In this project I took a hands on approach across research, writing, experience design, graphic design, production and facilitation on the day.
The experience ran as a one day, four hour journey across six locations, intentionally moving from the familiar to the unknown so the emotional stakes could build as the story reached further back in time. I guided the participants through the route and paced the story reveal through a mix of spoken narration and physical materials delivered at specific moments. Participants received envelopes, prompt cards, old photographs, newspaper cutouts, infographic timelines, and reproduced archival documents, including records that had been top secret and later declassified. Some prompts were reflective, others were puzzle like and collaborative, for example decoding a handwritten document to identify what tattoos a great-great grandfather had, then drawing them onto a silhouette template.
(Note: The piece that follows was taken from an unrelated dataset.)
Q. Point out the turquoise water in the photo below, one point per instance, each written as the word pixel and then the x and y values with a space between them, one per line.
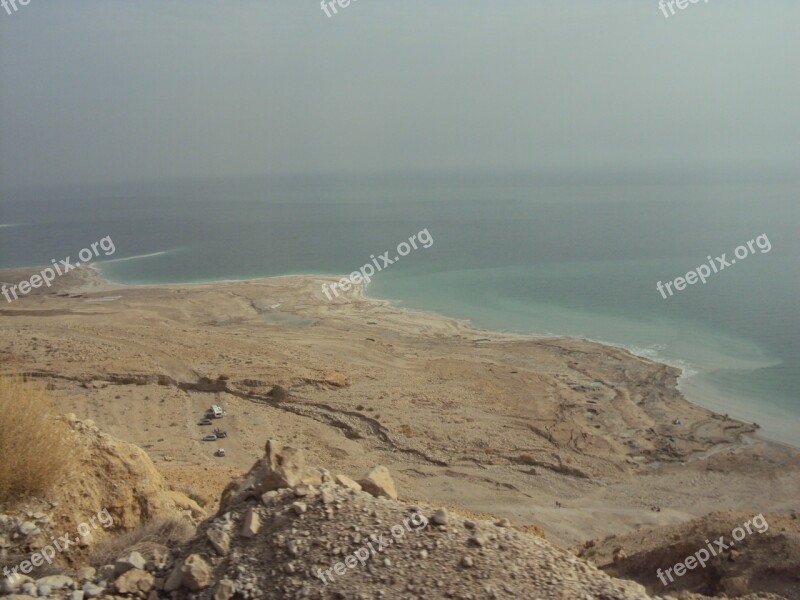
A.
pixel 578 258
At the end, participants received a custom designed book that brought the full story together through text and images, combining a tactile scrapbook aesthetic with a minimalist editorial layout. It was designed as a keepsake they could return to and share beyond the day.
This project shows how genealogy can be presented as more than dry data, how it can be shaped into a living story that reveals something personal and deeply emotional when it is translated into place, active participation and shared experience. In their feedback, participants said it felt like an adventure, like solving a puzzle or a quest, and that they left feeling more connected to their roots, which were the exact emotions I was designing for.